Over the course of American history, policies have been created, done away with, and revised. These policies and laws have affected a myriad of organizations and programs across the federal, state, and local levels throughout the years. During the 1960s, social service areas began undergoing major changes and a variety of implementations. Such areas include people with disabilities, poverty/financial assistance, and medical and mental health. The creations of these program areas have significantly impacted the course of history in the United States, and these changes can be seen in present-day America.

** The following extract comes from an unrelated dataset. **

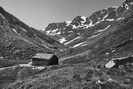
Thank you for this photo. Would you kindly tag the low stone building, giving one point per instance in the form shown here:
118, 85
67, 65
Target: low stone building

By technical definition, poverty can have two meanings: absolute and relative. According to Barusch (2012), "Absolute poverty is based on a fixed level of resources," or a threshold. When the resources are below the threshold, this person is experiencing absolute poverty. "Relative poverty is based on comparison" (pg. 125) between people or time frames (Barusch, 2012). For all purposes, the United States uses the absolute poverty definition – the Federal Poverty Threshold, developed in the 1960s by Mollie Orshansky, under the Kennedy administration. A formula for family needs was created based solely on food, where the cost had been estimated at a third of a family's total cost. At the beginning, however, a study by the Department of Agriculture showed that female single-parent households, the elderly, and farm families spent less money than their counterparts. By the late 1960s, the measure that had been based on food was changed over to the Consumer Price Index that rises with inflation. .
In New York State, poverty varies based on geographic distribution. Overall, poverty has the tendency to be higher in urban areas, lower in suburban neighborhoods, and higher in rural areas (Brown and Hirschl, 1995). The same poverty level seen across the country is reflected at the state level, and can be seen in Brooklyn and the Bronx where poverty is higher; Staten Island has the lowest poverty levels (Hirschl, 2007).